ÖZGÜR ÖZEL (Manisa) - Ama burada ya hiçbir şey yapmıyorum, şunu söylüyorum ya: Önergenin üzerinde, bir milletvekili olarak, bir grup başkan vekili olarak -ve bütün şu grubun gayretini görüyorsunuz- müzakerelerin suhuletle devam etmesi için söyleyeceğimizi söylüyoruz ama çıldırmak üzereyiz. Yapılan işler Cumhuriyet Halk Partisini bir rejim değişikliği noktasında çıldırtmaktadır. Artık hiç kimsede sinir kalmadı ama herkes birbirini teskin ediyor ama bu kadar açık, bu kadar aykırı paradoksal bir yetki, çelişki, akdedilmiş anlaşmalar açısından çıkmaz. Meclisten çıkmış, sıra sayısı anlaşmalar açısından sıkıntı. Bu kadar basit bir şeyde "Ya bunu düşündünüz mü?" demek için söz vermek yerine, okut maddeyi, bilmem ne yap, onu yap, bunu yap! Bu, doğru bir yaklaşım değil. Biraz önce uzun, uzun, uzun anlattım size. Yapılan işin bir Meclisin iç hukuku açısından ne düzende olması gerektiğini, yapılan işin zaman ve mekân aşan bir iş olduğunu... Bugün doğmuş olan bir evladımızı, örneğin bugün doğmuş olan bir kız çocuğunu on dokuz yıl sonra Meclis kütüphanesinde mahcup edecek bir iş yapıyoruz yaptığımız yasanın kalitesizliği, hataları, sıkıntıları, bilmem neleri yüzünden. Ama birazcık insaf ya! Böyle bir şey olur mu? Yani bakın, yaptığınız iş neye benziyor biliyor musunuz? Neyse bunu söylemeyeceğim. Söylemeyeceğim, şundan dolayı söylemeyeceğim. (CHP milletvekillerinden "Söyleme, söyleme" sesleri)

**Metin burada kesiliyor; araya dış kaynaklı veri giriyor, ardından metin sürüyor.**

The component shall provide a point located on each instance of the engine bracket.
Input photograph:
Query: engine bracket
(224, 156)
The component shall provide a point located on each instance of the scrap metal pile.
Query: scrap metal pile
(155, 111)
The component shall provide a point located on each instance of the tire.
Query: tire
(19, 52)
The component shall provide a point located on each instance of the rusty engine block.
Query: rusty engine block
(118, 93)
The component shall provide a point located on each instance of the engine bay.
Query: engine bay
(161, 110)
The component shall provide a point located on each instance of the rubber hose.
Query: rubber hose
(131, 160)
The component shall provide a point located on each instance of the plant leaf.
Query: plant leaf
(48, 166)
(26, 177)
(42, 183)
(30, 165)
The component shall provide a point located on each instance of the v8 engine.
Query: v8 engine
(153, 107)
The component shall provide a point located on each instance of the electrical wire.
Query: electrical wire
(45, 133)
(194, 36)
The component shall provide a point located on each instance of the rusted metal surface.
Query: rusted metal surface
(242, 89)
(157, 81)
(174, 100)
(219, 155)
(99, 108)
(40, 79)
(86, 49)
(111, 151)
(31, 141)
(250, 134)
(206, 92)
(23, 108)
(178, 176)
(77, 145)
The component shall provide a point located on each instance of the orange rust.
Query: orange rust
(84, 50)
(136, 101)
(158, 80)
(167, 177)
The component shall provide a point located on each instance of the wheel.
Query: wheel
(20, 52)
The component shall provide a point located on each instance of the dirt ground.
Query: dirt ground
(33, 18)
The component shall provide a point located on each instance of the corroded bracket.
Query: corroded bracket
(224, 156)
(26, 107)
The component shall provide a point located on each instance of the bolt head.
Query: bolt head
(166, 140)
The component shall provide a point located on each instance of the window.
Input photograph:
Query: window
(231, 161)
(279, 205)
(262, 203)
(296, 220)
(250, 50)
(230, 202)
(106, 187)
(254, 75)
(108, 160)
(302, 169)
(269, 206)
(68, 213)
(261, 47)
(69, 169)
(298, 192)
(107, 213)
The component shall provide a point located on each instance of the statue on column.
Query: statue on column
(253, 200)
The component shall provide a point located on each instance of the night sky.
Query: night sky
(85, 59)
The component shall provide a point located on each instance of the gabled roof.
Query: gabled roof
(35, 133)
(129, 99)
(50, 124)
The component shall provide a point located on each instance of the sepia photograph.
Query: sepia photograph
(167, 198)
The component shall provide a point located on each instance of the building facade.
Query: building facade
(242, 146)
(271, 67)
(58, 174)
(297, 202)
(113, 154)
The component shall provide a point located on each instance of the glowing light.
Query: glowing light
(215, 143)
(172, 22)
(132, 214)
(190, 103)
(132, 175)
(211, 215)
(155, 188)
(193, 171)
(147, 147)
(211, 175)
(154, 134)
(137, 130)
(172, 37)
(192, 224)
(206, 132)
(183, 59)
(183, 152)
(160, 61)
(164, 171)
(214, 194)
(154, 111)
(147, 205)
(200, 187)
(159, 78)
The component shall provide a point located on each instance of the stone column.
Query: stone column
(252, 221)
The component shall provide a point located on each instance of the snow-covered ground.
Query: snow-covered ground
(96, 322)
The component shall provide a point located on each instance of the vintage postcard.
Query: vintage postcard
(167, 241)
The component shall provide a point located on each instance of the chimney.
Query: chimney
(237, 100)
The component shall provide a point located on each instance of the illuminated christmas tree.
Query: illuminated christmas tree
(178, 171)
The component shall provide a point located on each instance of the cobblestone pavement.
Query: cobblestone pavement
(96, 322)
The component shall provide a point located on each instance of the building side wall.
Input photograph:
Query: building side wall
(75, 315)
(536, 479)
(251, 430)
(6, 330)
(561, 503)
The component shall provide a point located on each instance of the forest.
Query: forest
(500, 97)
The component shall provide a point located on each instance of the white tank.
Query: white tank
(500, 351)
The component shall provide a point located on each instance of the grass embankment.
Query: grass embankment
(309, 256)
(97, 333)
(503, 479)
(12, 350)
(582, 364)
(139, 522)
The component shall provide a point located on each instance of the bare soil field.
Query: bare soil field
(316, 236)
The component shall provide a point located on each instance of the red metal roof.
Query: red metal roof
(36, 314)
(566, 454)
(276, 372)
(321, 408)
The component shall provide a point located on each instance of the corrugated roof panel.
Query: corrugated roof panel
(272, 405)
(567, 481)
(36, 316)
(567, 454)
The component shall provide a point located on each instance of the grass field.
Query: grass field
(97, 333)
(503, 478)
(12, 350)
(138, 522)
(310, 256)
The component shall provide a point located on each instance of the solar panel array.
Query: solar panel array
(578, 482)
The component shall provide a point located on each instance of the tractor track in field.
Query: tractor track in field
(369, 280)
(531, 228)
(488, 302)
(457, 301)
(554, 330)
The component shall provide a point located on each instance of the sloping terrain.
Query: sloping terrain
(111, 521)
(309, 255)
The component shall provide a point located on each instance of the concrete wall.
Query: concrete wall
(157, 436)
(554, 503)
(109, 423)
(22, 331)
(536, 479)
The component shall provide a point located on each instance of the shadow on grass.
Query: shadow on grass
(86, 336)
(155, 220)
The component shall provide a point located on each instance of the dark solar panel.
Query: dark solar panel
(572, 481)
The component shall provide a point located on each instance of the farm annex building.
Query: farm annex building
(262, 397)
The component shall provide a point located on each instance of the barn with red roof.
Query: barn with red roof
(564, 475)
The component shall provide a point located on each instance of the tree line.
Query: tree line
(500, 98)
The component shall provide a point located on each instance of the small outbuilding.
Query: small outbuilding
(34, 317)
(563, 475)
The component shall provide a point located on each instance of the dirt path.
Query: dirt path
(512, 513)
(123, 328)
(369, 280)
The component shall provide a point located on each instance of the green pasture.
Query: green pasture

ZEKERİYA BİRKAN (Bursa) - Söyle, söyle.
ÖZGÜR ÖZEL (Manisa) - Hayır, şöyle bir şey: Gülersiniz çünkü tam da buna uygun bir fıkra var. Gayet de müsait burada anlatılmaya ama istismarcı Anayasa geleneği, istismarcı Komisyon yönetimi... Bizim burada birbirinin yüzüne bakan, seçilmiş, birbirimizin hatırı olmasa, bizlere oy veren doksanar bin kişinin hukuku var birbiri üzerinde, ona saygımızdan bambaşka bir şey oluyor. Burada fıkrayı anlatırken birlikte gülelim, çayı içerken birlikte içelim, kriz çıkınca birlikte çözelim ama hazreti WhatsApp'dan vahiy gelince akarsular dursun, ondan sonra hadi bakalım, tak! Sayın Başkan, havaya, Sayın Başkan, buraya! Ya böyle bir şey olmaz.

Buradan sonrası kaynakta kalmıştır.